Dimagrire è un’agonia? Diete estreme mettono alla dura prova il vostro stress? La bilancia continua ad essere un incubo? Niente paura, da oggi ci pensa il DNA! Al modico prezzo di 149 euro è possibile effettuare un test genetico che ci permetterà di stabilire qual’è la dieta perfetta. Questo è quello che emerge dalla ricerca effettuata dal gruppo guidato da Christpher Gardner dell’università di Stanford California, presentato in occasione del convegno annuale dell’American Heart Association dai ricercatori della Stanford University, negli Usa.

Un test sul Dna di 133 donne obese, ha portato alla luce una mutazione di tre geni  coinvolti nel metabolismo e nell’assimilazione di grassi e zuccheri. L’idea è nata da una stima in base alla quale il 39% della popolazione ha delle caratteristiche genetiche per cui è bene fare una dieta povera di grassi, il 45% risponderebbe meglio a diete povere di carboidrati ed infine il 16% dovrebbe fare una dieta povera sia di grassi, sia di carboidrati.

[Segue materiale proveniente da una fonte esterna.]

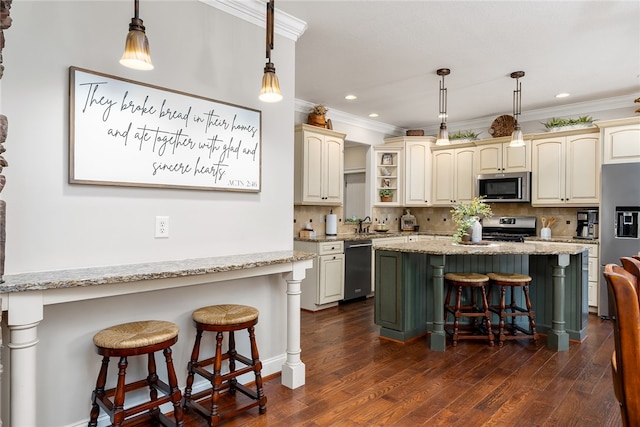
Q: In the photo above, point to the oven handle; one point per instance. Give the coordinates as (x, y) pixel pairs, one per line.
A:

La sperimentazione ha dimostrato che una dieta standard non  va bene per tutti. Questi primi risultati, pubblicati sul Wall Street Journal, vanno ancora confermati e la sperimentazione allargata a diverse fasce (esempio, gli uomini). Ma questi primi risultati segnano un passo avanti nella personalizzazione della dieta e mettono freno all’eterna diatriba dei sostenitori della dieta priva di carboidrati e i sostenitori della dieta priva di grassi.

In realtà non risulterebbe nessuno dei due vincitore. Il fattore genetico metterebbe fine anche ad un altro grave problema: le diete fai-da te, che diverse donne adottano, non sapendo di arrecare gravissimi danni al proprio corpo e alla propria immagine. Il corpo ha bisogno di ogni elemento per sopravvivere e restare in forma. Se volete una dieta equilibrata, attenta ed adatta alle proprie esigenze personali, allora rivolgetevi ad un bravo dietologo, evitando i rimedi fatti in casa, o consigliati dall’amica. Quello che va bene per uno non va bene per un altro, ogni corpo è diverso.